# Turrikan



## AE35Unit (May 8, 2009)

I used to have this game on the commodore 64 back in the 80s and loved it,but i have no idea if it went any further. Would be great to see a new version!


----------



## Urlik (May 8, 2009)

there was a version for the amiga as well (might even have been 2 versions)
it was a great game and I loved it, although it did get a bit hectic at later levels


----------



## AE35Unit (May 8, 2009)

Urlik said:


> there was a version for the amiga as well (might even have been 2 versions)
> it was a great game and I loved it, although it did get a bit hectic at later levels



I had an Action Replay cartridge with my C64! If only you could get one of those for life's little misadventures!


----------



## Duchessprozac (May 8, 2009)

I remember being absorbed in Turrican II on the Atari ST just after my Dad died. 

I loved it -- the levels were just so big and I found I'd get lost for hours just exploring. It really took my mind off life for a couple of weeks.
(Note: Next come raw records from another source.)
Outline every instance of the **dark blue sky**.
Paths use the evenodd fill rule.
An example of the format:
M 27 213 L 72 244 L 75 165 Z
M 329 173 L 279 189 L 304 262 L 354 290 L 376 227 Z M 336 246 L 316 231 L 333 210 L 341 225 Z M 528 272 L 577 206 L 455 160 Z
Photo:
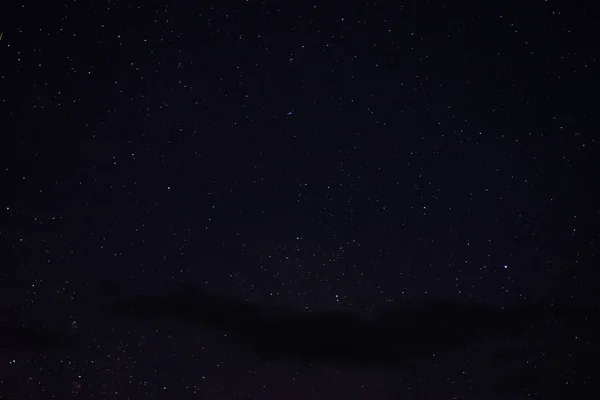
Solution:
M 573 354 L 596 354 L 596 325 L 548 310 L 579 307 L 589 322 L 598 306 L 596 12 L 288 3 L 11 6 L 0 26 L 0 394 L 588 390 Z M 394 373 L 213 348 L 227 332 L 194 317 L 190 327 L 185 312 L 124 322 L 102 311 L 182 287 L 311 314 L 413 310 L 403 319 L 419 301 L 544 311 L 528 331 L 492 330 Z

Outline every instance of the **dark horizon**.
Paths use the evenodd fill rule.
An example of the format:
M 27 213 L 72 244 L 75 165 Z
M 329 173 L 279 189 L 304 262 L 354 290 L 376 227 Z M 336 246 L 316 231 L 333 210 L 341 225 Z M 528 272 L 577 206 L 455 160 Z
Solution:
M 600 393 L 600 8 L 209 3 L 3 9 L 0 398 Z

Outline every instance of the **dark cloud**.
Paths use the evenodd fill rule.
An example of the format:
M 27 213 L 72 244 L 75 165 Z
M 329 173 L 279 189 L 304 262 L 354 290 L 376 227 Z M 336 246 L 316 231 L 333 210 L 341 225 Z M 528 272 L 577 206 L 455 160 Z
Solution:
M 224 344 L 263 360 L 401 368 L 408 361 L 531 334 L 548 319 L 598 326 L 597 310 L 568 307 L 496 309 L 450 301 L 413 300 L 363 315 L 262 306 L 195 291 L 137 297 L 109 314 L 159 324 L 169 320 L 219 332 Z

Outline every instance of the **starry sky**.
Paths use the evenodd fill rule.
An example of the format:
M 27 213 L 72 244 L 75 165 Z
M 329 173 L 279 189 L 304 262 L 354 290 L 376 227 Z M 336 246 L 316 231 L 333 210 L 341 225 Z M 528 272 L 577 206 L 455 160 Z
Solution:
M 596 11 L 196 3 L 3 11 L 1 399 L 598 390 Z

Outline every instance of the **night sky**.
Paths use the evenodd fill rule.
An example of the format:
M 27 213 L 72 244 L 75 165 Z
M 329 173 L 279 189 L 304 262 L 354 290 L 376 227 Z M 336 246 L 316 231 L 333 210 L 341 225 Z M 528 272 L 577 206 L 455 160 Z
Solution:
M 8 7 L 1 399 L 599 393 L 586 2 Z

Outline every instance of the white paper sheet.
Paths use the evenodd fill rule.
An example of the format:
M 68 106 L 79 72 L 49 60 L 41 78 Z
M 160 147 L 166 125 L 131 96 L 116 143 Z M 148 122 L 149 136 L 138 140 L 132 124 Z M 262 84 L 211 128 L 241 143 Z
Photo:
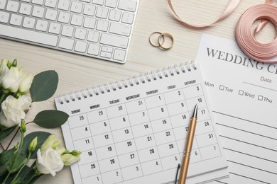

And there may be a modern version in the works, according to Wikipedia, a next gen version is currently having concepts knocked around, so it may still come to fruition.


----------



## Lucien21 (May 8, 2009)

I remember Turrican it was cool.

As for more there were a ton of them...

Maybe you should try the unofficial Hurrican game.  http://www.hurrican-game.de/


----------



## Urlik (May 9, 2009)

one of the things I loved about Turrican II (it must have been that version I played on my Amiga) was the different fire modes:- tap quickly to get bullets or hold for that weird laser beam that you could swing around to wipe out anything close.

I had a joystick with a normal fire button and an auto fire and I was able to use that to great effect just by switching between the 2 buttons


----------



## AE35Unit (May 9, 2009)

Lucien21 said:


> I remember Turrican it was cool.
> 
> As for more there were a ton of them...
> 
> Maybe you should try the unofficial Hurrican game.  http://www.hurrican-game.de/



Ha,created by Poke53280,the code for changing the background colour on the C64!


----------



## laestadius (May 15, 2009)

I just tried to get my Turrican 2 cassette to work the other day. It gets all funky when you try to walk. 

Guess I'll have to find a disk.


----------